= John Foster (composer) =

British composer and magistrate

John Foster (1752–1822) of High Green in the parish of Ecclesfield, West Riding of Yorkshire was a coroner and amateur musician. He composed two books of sacred music in a 19th-century classical style published between 1817 and 1822, Sacred Music and A 2d Collection of Sacred Music. Both books were published in York by Samuel Knapton (the father of the organist and composer Philip Knapton). They comprise 17 settings of metrical psalm and hymn texts (8 in the first book and 9 in the second), with orchestral and keyboard accompaniments, and are dedicated to Richard Lumley-Saunderson, 6th Earl of Scarbrough. There are copies of both books in the Sheffield Local Studies Library.

Foster is now best known as the composer of a tune known as Old Foster, to which the words While shepherds watched their flocks by night are sung in the South Yorkshire pub carolling tradition (for example, at the Fountain Inn at Ingbirchworth). A version of the tune is also sung at Castleton, Derbyshire, where it is known as Prince of Orange and used with the words Hark, the glad sound! the Saviour comes, by Philip Doddridge. The tune was originally published in A 2d Collection of Sacred Music as a setting of Psalm 47 in the metrical version by John Hopkins, Ye people all with one accord: the pub carol tradition is thought to originate from the ejection of 'west gallery' choirs and bands from parish churches in the mid-nineteenth century.

Foster is credited by Alfred Gatty, vicar of Ecclesfield from 1839 to 1903, with the suppression of dog- and cock-fighting in the local area.

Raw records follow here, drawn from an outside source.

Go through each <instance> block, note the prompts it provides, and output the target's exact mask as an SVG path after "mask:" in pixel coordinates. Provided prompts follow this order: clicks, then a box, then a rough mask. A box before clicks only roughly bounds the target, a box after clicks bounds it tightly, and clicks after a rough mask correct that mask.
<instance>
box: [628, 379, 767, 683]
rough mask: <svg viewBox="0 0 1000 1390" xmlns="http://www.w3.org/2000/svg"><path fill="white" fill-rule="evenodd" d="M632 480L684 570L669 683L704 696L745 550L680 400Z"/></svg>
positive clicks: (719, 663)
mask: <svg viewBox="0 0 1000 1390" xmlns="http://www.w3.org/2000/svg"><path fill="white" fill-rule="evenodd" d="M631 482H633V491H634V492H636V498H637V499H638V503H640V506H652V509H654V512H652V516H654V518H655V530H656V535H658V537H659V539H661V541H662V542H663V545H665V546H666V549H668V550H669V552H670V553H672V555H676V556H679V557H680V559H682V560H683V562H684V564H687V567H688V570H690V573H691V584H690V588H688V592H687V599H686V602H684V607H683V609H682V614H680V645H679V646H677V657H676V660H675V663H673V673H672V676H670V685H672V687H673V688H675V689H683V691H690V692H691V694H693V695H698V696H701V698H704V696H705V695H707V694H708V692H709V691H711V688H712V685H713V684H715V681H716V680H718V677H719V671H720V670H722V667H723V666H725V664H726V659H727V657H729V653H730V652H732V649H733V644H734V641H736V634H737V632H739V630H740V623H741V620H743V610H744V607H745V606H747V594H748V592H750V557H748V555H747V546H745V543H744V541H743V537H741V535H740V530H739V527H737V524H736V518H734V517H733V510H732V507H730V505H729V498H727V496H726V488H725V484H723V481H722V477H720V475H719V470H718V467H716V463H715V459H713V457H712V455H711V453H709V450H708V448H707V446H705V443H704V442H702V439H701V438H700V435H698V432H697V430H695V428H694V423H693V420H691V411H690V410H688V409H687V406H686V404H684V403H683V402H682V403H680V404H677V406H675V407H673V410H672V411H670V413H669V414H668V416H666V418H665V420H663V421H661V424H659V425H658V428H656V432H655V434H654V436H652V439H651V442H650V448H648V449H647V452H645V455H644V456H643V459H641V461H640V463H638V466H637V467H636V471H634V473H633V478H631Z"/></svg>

Commercial recordings of two of Foster's works, with full orchestral accompaniments, have been made by the group 'Psalmody' conducted by Peter Holman. Their first CD While shepherds watched includes While shepherds watched their flocks by night sung to the 'Old Foster' or Ps. 47 tune, while their CD Haydn and his English Friends includes The God of Gods, the Lord, also taken from A 2d Collection of Sacred Music.